Segundo Smith, a exposição na Christie’s inclui um vídeo com vários depoimentos sobre a vida e a obra de Bess, do qual destaca as falas do escritor budista Robert Thurman e do crítico de arte John Yau. O primeiro aventa a tese de que, de uma perspectiva budista, Bess era “talvez alguém que tenha sido um iogue em uma vida anterior. Ele observa que o papel de um iogue é submeter seu corpo e seu ser à sua visão da vida”, chamando o corpo de Bess de sua “obra de arte suprema”.

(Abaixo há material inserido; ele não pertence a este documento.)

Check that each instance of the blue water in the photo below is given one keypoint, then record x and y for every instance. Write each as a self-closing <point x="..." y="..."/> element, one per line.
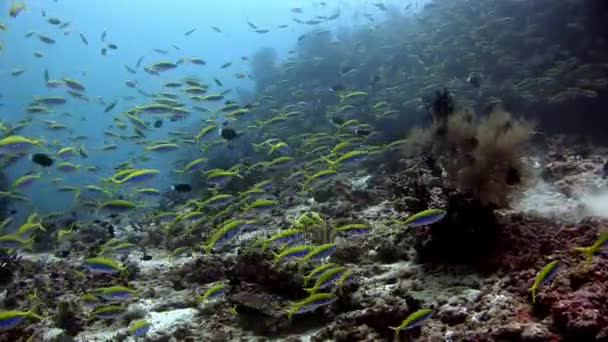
<point x="136" y="27"/>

Já o senhor Yau sugere, “com plausibilidade possivelmente maior para os não-budistas, que a busca fervorosa de Bess, bem como sua autocirurgia – a idéia veio do estudo de ritos realizados por aborígenes australianos – refletem uma incapacidade para aceitar a sua homossexualidade e, de maneira mais geral, sua reação a uma cultura com pouca tolerância à diferença. O sr. Yau compara as superfícies cicatrizadas de pinturas de Bess às cicatrizes físicas e psíquicas que ele sofreu”, reporta Smith.

Considerando que o momento é tudo, a mostra da Christie’s se sobrepor à Bienal é dificilmente um acidente, alfineta ainda a crítica. “A exposição é acompanhada de um catálogo luxuoso com ensaios esclarecedores de Robert Storr, o escritor, curador e reitor da Yale School of Art, e do crítico cultural Wayne Koestenbaum. O sr. Koestenbaum fornece uma leitura muito minuciosa das superfícies de Bess, especialmente sobre o uso da espátula e do ritmo visual criado por seus desempenos bastante cuidadosos.”